Financial investment:
Iran has said it has spent too much money - over ten billion U.S. dollars in the past 30 years - on its civilian nuclear programme to give it up now. Furthermore, it has argued that suspension is a way for the West to undermine Iran's independence and progress. If its rights are not respected by the Security Council, Iran has threatened to withdraw from the Non-Proliferation Treaty. Iran has justified its uranium enrichment programme because it has plans to construct more nuclear power plants in the future.

National pride and independence:
In March 2007, it was announced that Iran would issue a 50,000 rial banknote with the subject being the Iranian nuclear energy programme, which has become an object of national pride and the symbol of independence for many Iranians.

==United States–Iran relations==

Iranian concerns:
Other subjects interfere with Iran's international file at the Security Council, including:
- the economic and industrial war conducted by the United States on Iran for many years, through economic sanctions,
- the freezing of Iran's assets held abroad since the Iranian Revolution in 1979, amounting to over $10 billion according to some estimates,
- US meddling in its domestic affairs, especially in the field of human rights,
- CIA Operation Ajax to overthrow democratically elected Prime Minister Mohammad Mossadegh in the 1950s, for which the U.S. government apologized in 2000.

Propaganda:
Both parties have resorted to propaganda, psychological war, ideology and defamation through the media to galvanize their troops and win the public opinion. Iran has labeled the United States the "Great Satan" and chants "Death to America." Meanwhile, U.S. President George W. Bush declared Iran part of the "axis of evil." Iran and the United States accuse each other of not working for the benefit of their own people but for a small group holding to power, even if both parties claim a broad democratic support for their endeavor. A BBC poll conducted in June 2006 found that the world public opinion considered the United States, along with Iran, to be the greatest threats to world peace.

Proxy wars:
The United States has accused Iran of undermining peace in the Middle East by supporting economically and militarily warring parties beyond its borders, especially:
- in Iraq by supporting sectarian violence and the insurgents,
- in Lebanon through Hezbollah,
- in the Palestinian territories through Hamas.

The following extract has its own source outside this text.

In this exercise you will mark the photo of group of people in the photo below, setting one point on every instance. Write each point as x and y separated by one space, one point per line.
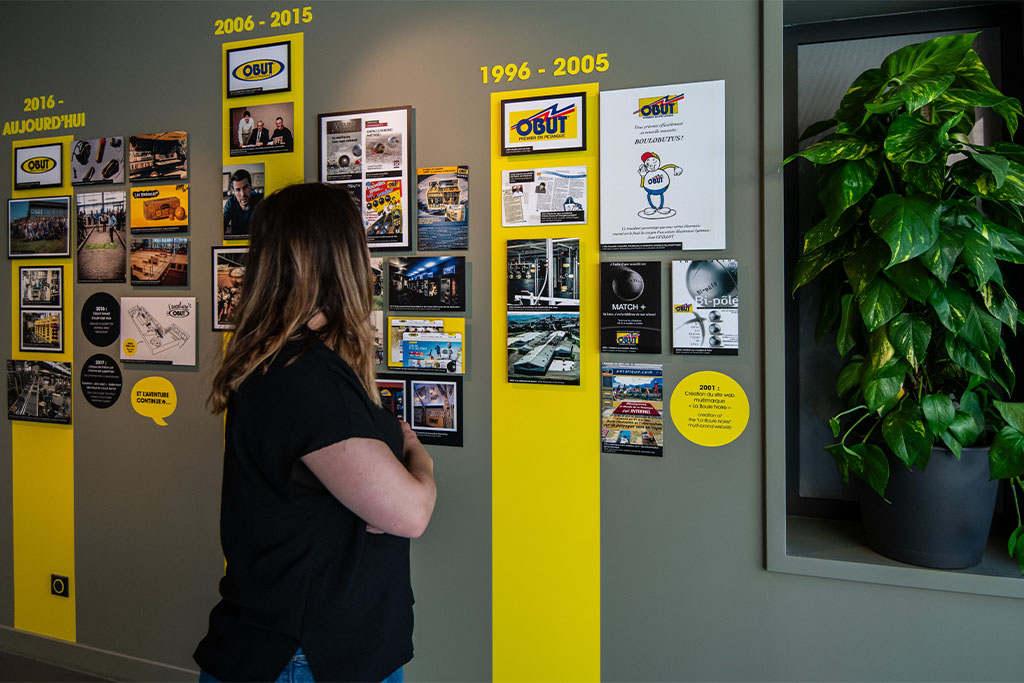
260 129
39 391
38 227
101 243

Iran accuses the United States to be an "occupier" in Iraq. Nevertheless, Iran has denied any military involvement in Iraq, even though American forces have said they have proof of it. On 25 December 2006, US armed forces arrested and later released four senior Iranian military officials in Baghdad. In January 2007, US controlled forces kidnapped and allegedly tortured five Iranians in Irbil, Iraq, which have not been released yet. In April 2007, those same prisoners were allowed visits by ICRC delegates for the first time. Iran has accused the United States of supporting armed opposition groups against its Government inside and outside of Iran, and conducting UAV reconnaissance flights over Iran since 2005.

Iranian Oil Bourse:
According to some experts, Iran is seeking to weaken U.S. global influence by creating an Iranian oil bourse that will trade in Iranian rial and major currencies instead of United States dollars, as well as a gas cartel with Russia, which both have the greatest proven gas reserves in the world. Iran has denied this and has justified both projects based on their sole economic merits.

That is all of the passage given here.